ALK expression in the VTA regulates binge-like ethanol consumption. (a) Ethanol consumed (g/kg) during 2 h drinking sessions on days 1–4 in mice infected with lentivirus expressing shScr (control, n=11) or shAlk (n=11) in the VTA. Inset bar graph shows the amount of ethanol consumed during the 4 h drinking session on day 4. Mice expressing shAlk consumed approximately 22% less ethanol than controls on average over 4 days. *p < 0.05 and **p < 0.01 by 2 way ANOVA. (b) Fluorescent image demonstrating lentiviral infection in the VTA. Mouse brain sections containing infected VTA were incubated with fluorescent antibodies to tyrosine hydroxylase (TH, red) to indicate DA neurons and green fluorescent protein (GFP, green), expressed by the lentivirus. Abbreviations: IPN, interpeduncular nucleus; ml, medial lemniscus; SNC, substantia nigra pars compacta. Scalebar, 1 mm. (c) Fluorescent images showing ALK expression in VTA sections infected with shScr (top panel) or shAlk lentiviruses (bottom panel). Confocal images were taken with identical laser settings. Note the reduced intensity of ALK immunostaining in VTA infected with shAlk compared to shScr. Scalebar, 50 µm. (d) Ethanol consumed during 2 h drinking sessions on days 1–4 in mice infected with lentivirus expressing shScr (n=12) or shAlk (n=12) in the nucleus accumbens (Acb). Inset bar graph shows the amount of ethanol consumed during the 4 h drinking session on day 4. (e) Lentiviral infection in the Acb.
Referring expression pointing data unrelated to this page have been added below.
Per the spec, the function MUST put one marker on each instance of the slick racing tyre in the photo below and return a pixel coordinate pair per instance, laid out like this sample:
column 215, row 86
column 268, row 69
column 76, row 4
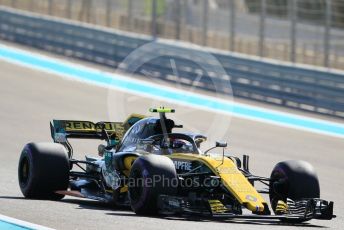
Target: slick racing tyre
column 151, row 176
column 294, row 180
column 43, row 169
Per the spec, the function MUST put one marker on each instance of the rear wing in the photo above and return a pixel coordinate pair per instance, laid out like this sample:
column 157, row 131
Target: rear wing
column 61, row 130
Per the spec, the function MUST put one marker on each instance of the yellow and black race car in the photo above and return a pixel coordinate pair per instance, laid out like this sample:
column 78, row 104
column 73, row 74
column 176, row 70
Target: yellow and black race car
column 153, row 169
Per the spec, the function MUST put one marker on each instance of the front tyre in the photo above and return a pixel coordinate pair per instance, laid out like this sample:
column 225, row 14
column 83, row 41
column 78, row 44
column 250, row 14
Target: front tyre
column 43, row 169
column 294, row 180
column 151, row 176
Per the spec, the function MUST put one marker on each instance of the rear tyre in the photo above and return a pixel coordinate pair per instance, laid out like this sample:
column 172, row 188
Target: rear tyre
column 151, row 176
column 294, row 180
column 43, row 169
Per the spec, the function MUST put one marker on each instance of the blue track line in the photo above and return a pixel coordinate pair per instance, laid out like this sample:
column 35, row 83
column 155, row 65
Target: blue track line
column 93, row 76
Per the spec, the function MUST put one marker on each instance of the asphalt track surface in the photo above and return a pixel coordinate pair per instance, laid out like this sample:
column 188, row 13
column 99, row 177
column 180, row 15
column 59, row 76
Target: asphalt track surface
column 29, row 99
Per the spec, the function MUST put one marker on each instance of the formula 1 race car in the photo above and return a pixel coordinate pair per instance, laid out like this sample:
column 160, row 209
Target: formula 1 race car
column 154, row 170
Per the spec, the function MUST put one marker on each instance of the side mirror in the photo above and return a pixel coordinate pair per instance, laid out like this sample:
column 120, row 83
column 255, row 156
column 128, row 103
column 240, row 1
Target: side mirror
column 146, row 142
column 221, row 144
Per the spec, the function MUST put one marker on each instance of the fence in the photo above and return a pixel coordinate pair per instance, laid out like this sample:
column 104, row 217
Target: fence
column 301, row 31
column 286, row 85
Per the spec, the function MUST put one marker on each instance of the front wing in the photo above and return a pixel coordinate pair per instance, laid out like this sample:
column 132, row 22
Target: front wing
column 297, row 211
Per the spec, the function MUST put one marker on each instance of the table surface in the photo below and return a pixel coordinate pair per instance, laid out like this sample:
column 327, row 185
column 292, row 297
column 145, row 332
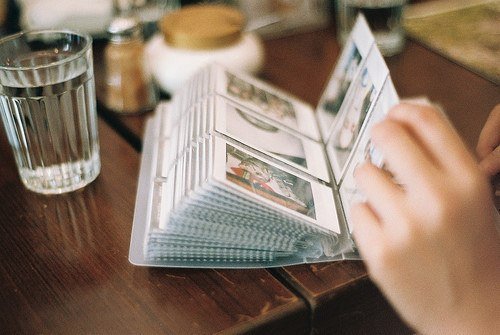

GFP staining is shown in brown. Sections were counterstained with Cresyl violet. ac, anterior commissure.

Figure 5

ALK inhibitors attenuate DIR but not the response of DA neurons to acutely administered ethanol or DA. Extracellular recordings of VTA DA neurons were performed in the presence or absence of ALK inhibitors or the DMSO control. (a) Ethanol dose-response curves, showing that ethanol-induced stimulation of DA neuron firing is unaffected by incubation of slices with 100 nM TAE684 (n=10) compared to DMSO controls (n=10). (b) Ethanol dose-response curves, showing that ethanol-induced stimulation of DA neuron firing is unaffected by incubation of slices with 100 nM alectinib (n=11) compared to DMSO controls (n=11). (c) DA dose-response curves, showing that inhibition of DA neurons by DA is unaffected by incubation of slices with TAE684 (open squares, n=9) or alectinib (open triangles, n=8) compared to DMSO controls (solid circles, n=9). (d) Percent change in firing rate over 40 min of exposure to DA in cells treated with DMSO (filled circles, n=9), TAE684 (open squares, n=10), or alectinib (open triangles, n=6). Change in firing rate at 5 min intervals is plotted as a function of time after the initiation of DA administration. DIR was delayed in TAE684-treated and abolished in alectinib-treated slices compared to DMSO-treated controls. (e–g) Representative ratemeter graphs from single neurons showing the effect of DMSO (e), TAE684 (f), or alectinib (g) treatment on DA inhibition. Vertical bars indicate the firing rate over 5 second intervals. Horizontal bars indicate the duration of drug application.

Figure 6

Model for regulation of D2R desensitization by ALK and predicted effect on ethanol consumption. Prolonged DA exposure leads to desensitization of the D2R through transactivation of ALK signaling, presumably resulting in endocytosis and degradation of ALK and D2R. This allows for the recovery of DA neuron firing. The prediction is increased DA release in target regions, leading to an increase in ethanol consumption. ALK inhibitors such as TAE684 and alectinib are predicted to block the process of ALK and D2R endocytosis and degradation, resulting in attenuated DA release and ethanol consumption. ALK ligands such as midkine (MDK) or pleiotrophin (PTN) may participate in this process.